Les arrêtés anti-mendicité pris par des maires en France sont contraires à la charte sociale européenne, a tranché jeudi le Comité européen des droits sociaux, sous l’égide du Conseil de l’Europe. Dans une décision rendue après une saisine déposée en 2023, les experts estiment que ces textes municipaux peuvent viser des personnes en situation de précarité sans vrai trouble à l’ordre public…
Le Comité européen des droits sociaux, qui réunit 13 experts indépendants, juge que la France contrevient à plusieurs dispositions de la charte sociale européenne. Il pointe notamment l’article 30, qui concerne le droit à la protection contre la pauvreté et l’exclusion sociale.
La procédure a été engagée en 2023 par deux organisations, la Fédération européenne des associations nationales travaillant avec les sans-abri (FEANTSA) et la Fédération internationale pour les droits humains (FIDH). Elles dénonçaient une « multiplication en France d’arrêtés municipaux interdisant et sanctionnant des comportements de subsistance et ceux intrinsèquement liés à la précarité et au sans-abrisme, comme la mendicité ».

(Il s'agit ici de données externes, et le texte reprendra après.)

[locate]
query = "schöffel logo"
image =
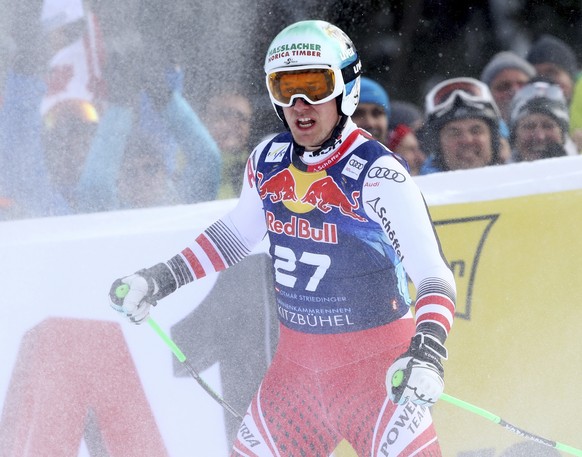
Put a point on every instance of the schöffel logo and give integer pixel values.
(386, 173)
(354, 167)
(276, 152)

Une décision qui vise la logique de ces arrêtés
Dans son analyse, le Comité s’arrête sur la manière dont ces arrêtés sont mis en œuvre et justifiés. Le gouvernement français, en réponse à la saisine, avait défendu l’idée que ces pouvoirs municipaux poursuivaient un but légitime, à savoir la préservation de l’ordre public.
Mais les experts estiment que la pratique décrite ne repose pas sur une base objective de trouble à l’ordre public. Selon la décision, « les interventions des services répressifs sont généralement déclenchées par la simple présence de personnes dans l’espace public, sans que leur comportement – la mendicité, le sommeil, les regroupements, la consommation d’alcool – constitue une indication objective d’un réel trouble à l’ordre public ».
Le Comité relève aussi que les autorités locales mettent régulièrement en avant l’argument des plaintes reçues pour étayer l’existence d’une menace. Les experts notent que les collectivités citent « de manière systématique le grand nombre de doléances reçues de la part des commerçants, des habitants et des passants pour prouver l’existence d’une menace à l’ordre public ».
Préjugés et discrimination ?
Le Comité ne s’arrête pas à la question des doléances : il en discute la portée. Pour les experts, « de telles perceptions sont révélatrices des préjugés de l’opinion publique (…) plutôt que d’une réelle menace à l’ordre public ».
Au cœur de la décision, il y a la notion de discrimination : ces arrêtés violent la charte sociale européenne en ce qu’ils constituent une discrimination fondée sur la situation socio-économique, selon le Comité européen des droits sociaux.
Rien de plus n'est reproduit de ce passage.